Cette tournée, qui s’est traduite par des visites de courtoisie, d’échanges et de présentation de la nouvelle structure et de ses missions ainsi que l’identification des axes de collaboration, s’inscrivait dans le cadre de la vulgarisation et de l’opérationnalisation de l’Office. Auparavant, dans le même ordre d’idées, j’avais initié différentes rencontres avec les directions générales des Impôts et Domaines, de la Comptabilité publique et du Trésor, de la Caisse des Dépôts et des Consignations, de la Police nationale, du Haut-Commandant de la Gendarmerie, de la Justice militaire, la CENTIF, l’Office National de lutte contre la Fraude et Corruption (OFNAC) et différents établissements bancaires de la place.

Du 18 au 22 juillet 2022, l’ONRAC organisera, en partenariat avec le projet OCWARM, un séminaire national sur les saisies et confiscations à l’attention des autorités d’enquête et des autorités judiciaires sénégalaise avec la participation d’experts internationaux.

  1. Le projet OCWAR-M vous accompagne dans la mise en place de l’ONRAC : pouvez-vous nous parler de cet accompagnement, et de ce qu’il apporte à cette institution ?

Le projet OCWARM est un partenaire privilégié de l’ONRAC depuis sa Genèse. Avant même la création de l’ONRAC, OCWARM avait élaboré, dans le cadre de son activité de renforcement de la chaîne pénale LBC/FT du Sénégal, un plan d’action comprenant l’appui à la création et à l’opérationnalisation de l’Office. C’est ainsi que le projet OCWARM a facilité les visites techniques d’échanges effectuées en France en mars dernier, en vue de relations continues et approfondies à poursuivre dans le cadre du développement des activités de l’ONRAC : promotion de la saisie, sensibilisation et formation de tous les acteurs, judiciaires et extra judiciaires, concernés par la saisie et le recouvrement des avoirs criminels, qu’il s’agisse de fonds ou de biens, meubles ou immeubles. Au cours de cette visite, j’ai rencontré mon homologue de l’Agence de gestion et de recouvrement des avoirs saisis et confisqués (AGRASC) Nicolas BESSONE et son équipe, la Plateforme d’Identification des Avoirs criminels (PIAC), sans oublier bien sûr le Procureur National Financier (PNF), les magistrats du siège, instruction et Parquet du Pôle Financier du Tribunal Judiciaire de Paris et la Direction des affaires européennes et internationales (DAEI) du Ministère de la Justice Français.
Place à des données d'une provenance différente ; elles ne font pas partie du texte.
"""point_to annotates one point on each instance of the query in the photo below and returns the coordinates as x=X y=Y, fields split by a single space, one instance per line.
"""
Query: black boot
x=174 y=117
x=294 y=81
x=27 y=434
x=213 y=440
Il a été retenu également qu’une équipe de l’ONRAC se rendrait à l’AGRASC pour une immersion au niveau des différents services de cette agence ayant déjà capitalisé une expérience de onze ans de fonctionnement depuis sa création en 2010.

 

M. Nicolas BESSONE, Directeur Général de l’AGRASC et M. Mor NDIAYE, Directeur Général de l’ONRAC
Réunion avec la Direction des Affaires Européennes et Internationales (DAEI) du Ministère français de la Justice.
1 L’International Co-operation Review Group, ou Groupe de Revue de la Coopération Internationale, du GAFI identifie les pays présentant des déficiences particulières en termes de LBC/FT.